1. Making your business ADA compliant is not as expensive as you think.
According to the Office of Disability Employment Policy’s Job Accommodation Network, 15 percent of accommodations cost nothing, 51 percent cost between $1 and $500, 12 percent cost between $500 and $1,000 and 22 percent cost more than $1,000. Sometimes an accommodation may be as simple as adjusting a desk or table for the correct height or may include installing a ramp. Every disability is different, so the accommodations needed are not the same for every disabled employee. It is also important to note that there are many grants and government incentives to help cover the cost of providing accommodations for the disabled.
2. Disabled employees don’t miss more work than non-disabled employees.
There is a common misconception that disabled individuals have weaker immune systems are more susceptible to become ill. Unless the disabled worker has an immune deficiency, they are no more susceptible to becoming ill than any able-bodied worker. They can be counted on to show up for work on time and perform their jobs like anyone else. According to the Journal of Rehabilitation, the following statistical data was gathered from a study done of 13 companies to compare cost-benefit trends in the United States: workers with disabilities had 1.24 fewer scheduled absences and 1.13 more unscheduled absences.
3. Disabled employees do not need to be protected from failure.

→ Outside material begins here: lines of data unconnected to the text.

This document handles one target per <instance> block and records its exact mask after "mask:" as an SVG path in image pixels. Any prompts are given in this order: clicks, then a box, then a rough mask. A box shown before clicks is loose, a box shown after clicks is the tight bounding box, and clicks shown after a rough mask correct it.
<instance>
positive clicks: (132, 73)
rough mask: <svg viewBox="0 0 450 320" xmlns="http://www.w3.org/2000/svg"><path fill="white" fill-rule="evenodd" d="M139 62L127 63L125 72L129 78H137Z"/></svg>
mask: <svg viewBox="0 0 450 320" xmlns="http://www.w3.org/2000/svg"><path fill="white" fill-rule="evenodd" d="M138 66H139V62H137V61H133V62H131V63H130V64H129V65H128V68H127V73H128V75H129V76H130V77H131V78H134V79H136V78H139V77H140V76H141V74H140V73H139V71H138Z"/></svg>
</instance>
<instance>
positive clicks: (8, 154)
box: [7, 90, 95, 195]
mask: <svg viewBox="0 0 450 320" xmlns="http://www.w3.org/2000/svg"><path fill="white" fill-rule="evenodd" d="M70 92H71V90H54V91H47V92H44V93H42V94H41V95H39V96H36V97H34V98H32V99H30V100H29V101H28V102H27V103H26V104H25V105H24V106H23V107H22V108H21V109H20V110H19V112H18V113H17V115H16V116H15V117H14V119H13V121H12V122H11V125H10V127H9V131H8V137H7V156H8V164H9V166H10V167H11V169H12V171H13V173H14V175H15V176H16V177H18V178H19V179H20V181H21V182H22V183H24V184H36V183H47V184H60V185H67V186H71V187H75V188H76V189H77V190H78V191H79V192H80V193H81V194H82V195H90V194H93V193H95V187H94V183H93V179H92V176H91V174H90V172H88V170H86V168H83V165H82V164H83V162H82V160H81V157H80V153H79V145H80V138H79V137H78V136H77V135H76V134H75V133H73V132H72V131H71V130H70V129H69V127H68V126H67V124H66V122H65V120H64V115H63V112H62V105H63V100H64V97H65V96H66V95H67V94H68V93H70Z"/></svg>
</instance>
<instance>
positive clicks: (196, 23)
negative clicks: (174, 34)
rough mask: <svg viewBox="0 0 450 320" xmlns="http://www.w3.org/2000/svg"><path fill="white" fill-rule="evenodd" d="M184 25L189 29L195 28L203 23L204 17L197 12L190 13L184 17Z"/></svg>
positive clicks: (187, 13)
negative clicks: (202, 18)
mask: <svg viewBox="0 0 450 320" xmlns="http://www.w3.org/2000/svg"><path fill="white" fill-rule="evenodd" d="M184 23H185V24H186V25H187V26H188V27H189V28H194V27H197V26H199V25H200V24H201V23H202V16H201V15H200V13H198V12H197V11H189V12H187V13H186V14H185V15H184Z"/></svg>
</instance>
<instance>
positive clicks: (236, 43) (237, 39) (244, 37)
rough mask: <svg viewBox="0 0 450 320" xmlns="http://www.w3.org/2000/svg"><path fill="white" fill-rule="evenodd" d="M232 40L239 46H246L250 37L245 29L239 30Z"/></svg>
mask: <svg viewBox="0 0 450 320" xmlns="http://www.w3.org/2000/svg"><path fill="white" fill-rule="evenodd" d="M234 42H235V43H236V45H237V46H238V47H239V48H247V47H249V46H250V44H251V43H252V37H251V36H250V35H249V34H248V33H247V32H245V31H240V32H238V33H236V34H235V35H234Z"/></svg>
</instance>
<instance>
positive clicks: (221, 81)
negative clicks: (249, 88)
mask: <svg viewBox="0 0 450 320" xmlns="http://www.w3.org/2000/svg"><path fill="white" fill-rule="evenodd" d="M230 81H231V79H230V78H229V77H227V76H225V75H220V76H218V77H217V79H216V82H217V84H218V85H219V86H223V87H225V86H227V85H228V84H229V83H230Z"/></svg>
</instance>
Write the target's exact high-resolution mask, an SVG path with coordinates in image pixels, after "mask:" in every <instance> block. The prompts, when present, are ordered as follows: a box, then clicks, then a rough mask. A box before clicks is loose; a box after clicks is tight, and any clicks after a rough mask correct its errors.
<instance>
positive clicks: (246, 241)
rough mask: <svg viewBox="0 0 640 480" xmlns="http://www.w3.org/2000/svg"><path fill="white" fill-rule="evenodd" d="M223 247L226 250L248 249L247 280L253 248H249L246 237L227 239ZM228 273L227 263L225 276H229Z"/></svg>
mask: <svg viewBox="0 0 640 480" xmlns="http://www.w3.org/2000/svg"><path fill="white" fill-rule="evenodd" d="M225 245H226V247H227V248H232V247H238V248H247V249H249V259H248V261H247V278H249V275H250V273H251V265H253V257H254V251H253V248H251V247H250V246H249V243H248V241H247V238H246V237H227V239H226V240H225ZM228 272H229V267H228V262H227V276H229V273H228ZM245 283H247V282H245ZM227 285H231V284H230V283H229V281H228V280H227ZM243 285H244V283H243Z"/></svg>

While many disabled employees meet and often exceed expectations, they don’t need to be protected from failure. Everyone is entitled to experience both triumphs and failure, and the disabled worker is no different. Employers should expect a disabled employee to meet the same job standards as their able-bodied co-workers, as long as reasonable accommodations have been made so that they can meet those standards.
4. Disabled employees meet or exceed job performance standards.
According to a 1981 study done by DuPont that included 2,745 employees, 92 percent of disabled employees rated average or better in job performance compared to 90 percent for those who weren’t disabled. While there isn’t a big difference between the two groups, the disabled workers in the study appear to hold their own when it comes to job performance in the workplace. If an employee is hired based on their job qualifications, they should be able to complete their job tasks the same as anyone else in the same position, regardless of a disabling condition. This assumes that the disabled person is provided with reasonable accommodations for their disability, so that they are on equal footing with the able-bodied employee.
5. Hiring disabled workers will not raise a company’s insurance rates.
Hiring disabled workers will not raise worker’s compensation insurance rates or health insurance premiums. The worker’s compensation rate is calculated based on the hazards relative to the operation of the business. It also includes the rate of accident incidence at the business site. Therefore, hiring a disabled worker will not increase the rate charged to a business for their worker’s compensation. Health insurance rates will not increase based on hiring a disabled employee either.
Businesses actually have tax incentives available to offset costs associated with recruiting, hiring and accommodating people with disabilities. However, there are still many employers who are not aware of these tax credits and, as a result, do not take advantage of them. A General Accounting Office report found that few businesses apply for tax credits and those that do tend to be large companies. Talk to your tax consultant for details.
6. If the disabled can work, they will be less dependent on government benefits.
If a disabled person can support themselves through employment that saves the government and the taxpayer money. That’s good for everyone. It’s a win-win situation.
I recently had the opportunity to visit the Signal Center in Chattanooga. I was pleasantly surprised when I walked in and saw the receptionist was in a wheelchair and had her service dog by her side. She was very pleasant, informative and represented the company well. She is just one example of what a differently-abled employee is capable of.
If you are a business owner or employer, please consider taking a chance on hiring the disabled. You may be pleasantly surprised at what they can teach your other employees.
If you are disabled and looking for work, visit the Vocational Rehabilitation Office at the Department of Labor. They will be able to assist you in your search and/or training for employment.